As noted previously2,5,8, there are few examples of large interchromosomal duplication (Table 1) and most large (>10 kb) intrachromosomal duplications are tandemly organized with >89% of the pairwise alignments mapping in close proximity to one another (Fig. 2). Mouse duplicated sequences have 3 to 4 times as many paralogs when compared to human. This finding implies that structural variation of the mouse genome mediated by non-allelic homologous recombination may be more common but should be more locally restricted. We compared the exon density (RefGene annotation) between unique and duplicated regions of the mouse genome (Table 1) and found a greater depletion of exons in mouse segmental duplication when compared to human. To eliminate the possibility of incomplete gene annotation and potential processed pseudogenes, we examined the density of all ESTs that show evidence of splicing. Once again, the proportion of spliced ESTs is reduced (7.9%) when compared to unique regions of the genome, although this difference is not significant by simulation (Table 1). In contrast, the human genome shows a strong (p<0.001) enrichment of spliced ESTs within segmental duplications.
Figure 2. Distribution of mouse versus human duplication pairwise alignments.
The distance between segmental duplications was computed for the mouse (Build36) and the human (Build36) genome. All pairwise alignments >10 kb in length were binned into various categories. Tandem duplications that map within 5 Mb of one another constitute the bulk of mouse segmental duplications.
The enrichment of Alu-SINE repeat elements at the boundaries of new human segmental duplications has been taken as evidence that these elements played a role in the dispersal of SDs in the ancestral primate genome19,20. We examined the repeat composition of mouse segmental duplications and found them significantly enriched for both LINE and repeat elements (1.5- to 2-fold enrichment) (Supplementary Table 3, Fig. 3). In contrast, SINE elements were underrepresented (49%, Table 1) when compared to unique regions of the mouse genome. An examination of the transition boundaries between larger (>20 kb) segmental duplication alignments shows the most dramatic enrichment. Approximately 32% of the basepairs at these boundaries consist of LINE repeat sequences (Fig. 3), while 20% are LTR repeat elements. If we limit the analysis to unique-duplication transition regions, we find the most significant enrichment for LTR sequences in the duplicated portion when compared to the flanking unique sequence (Fig. 3c). Either side of the transition region appears equally enriched in LINE repeat elements, although this enrichment is significant only for the youngest LINEs (<12% sequence divergence from consensus) (Supplementary Table 4).
Figure 3. LINE and LTR enrichment within mouse segmental duplications.

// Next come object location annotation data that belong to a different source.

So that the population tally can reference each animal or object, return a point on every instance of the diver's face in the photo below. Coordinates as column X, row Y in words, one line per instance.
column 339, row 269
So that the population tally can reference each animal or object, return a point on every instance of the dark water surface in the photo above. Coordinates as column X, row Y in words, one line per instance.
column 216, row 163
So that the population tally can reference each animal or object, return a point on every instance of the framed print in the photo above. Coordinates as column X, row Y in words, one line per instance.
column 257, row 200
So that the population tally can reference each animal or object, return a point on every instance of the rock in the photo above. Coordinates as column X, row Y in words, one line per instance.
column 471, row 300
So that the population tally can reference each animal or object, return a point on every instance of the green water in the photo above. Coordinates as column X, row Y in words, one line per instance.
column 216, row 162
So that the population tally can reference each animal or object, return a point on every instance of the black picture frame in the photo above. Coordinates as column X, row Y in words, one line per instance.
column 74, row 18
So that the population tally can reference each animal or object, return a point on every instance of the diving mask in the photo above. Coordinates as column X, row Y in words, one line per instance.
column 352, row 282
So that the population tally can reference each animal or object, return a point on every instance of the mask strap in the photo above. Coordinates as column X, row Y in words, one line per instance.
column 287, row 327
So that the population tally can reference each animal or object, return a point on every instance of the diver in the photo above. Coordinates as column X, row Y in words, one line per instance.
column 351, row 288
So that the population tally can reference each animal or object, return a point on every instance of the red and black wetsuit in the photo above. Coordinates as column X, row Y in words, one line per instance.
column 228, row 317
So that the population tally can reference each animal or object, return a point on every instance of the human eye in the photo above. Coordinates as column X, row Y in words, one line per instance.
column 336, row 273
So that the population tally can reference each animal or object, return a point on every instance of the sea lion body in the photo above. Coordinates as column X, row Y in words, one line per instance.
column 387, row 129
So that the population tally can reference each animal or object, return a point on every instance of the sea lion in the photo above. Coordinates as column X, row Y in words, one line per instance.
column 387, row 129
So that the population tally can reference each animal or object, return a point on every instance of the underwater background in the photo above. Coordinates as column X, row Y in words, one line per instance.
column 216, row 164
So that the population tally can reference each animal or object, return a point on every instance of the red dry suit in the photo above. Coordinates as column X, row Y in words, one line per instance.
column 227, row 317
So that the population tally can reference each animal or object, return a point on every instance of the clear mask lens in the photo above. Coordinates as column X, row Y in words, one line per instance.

(a) We examined all large pairwise alignments (>20 kb) and computed the LINE and LTR content (in 500 bp windows; sliding increments of 100 bp) on either side of the alignment boundary as determined by whole-genome analysis comparison method. Segmental duplications are significantly enriched for both LINE and LTR repeats. We next examined all transition regions where there was at least 10 kb of unique sequence abutting segmental duplication (n=5325 alignments) and computed the (b) LINE content and (c) LTR content on either side of the unique/duplication transition boundary. LTR repeat sequences show specific enrichment for segmental duplications when compared to unique transition regions, while both the flanking unique and duplicated regions were enriched for LINE repeats.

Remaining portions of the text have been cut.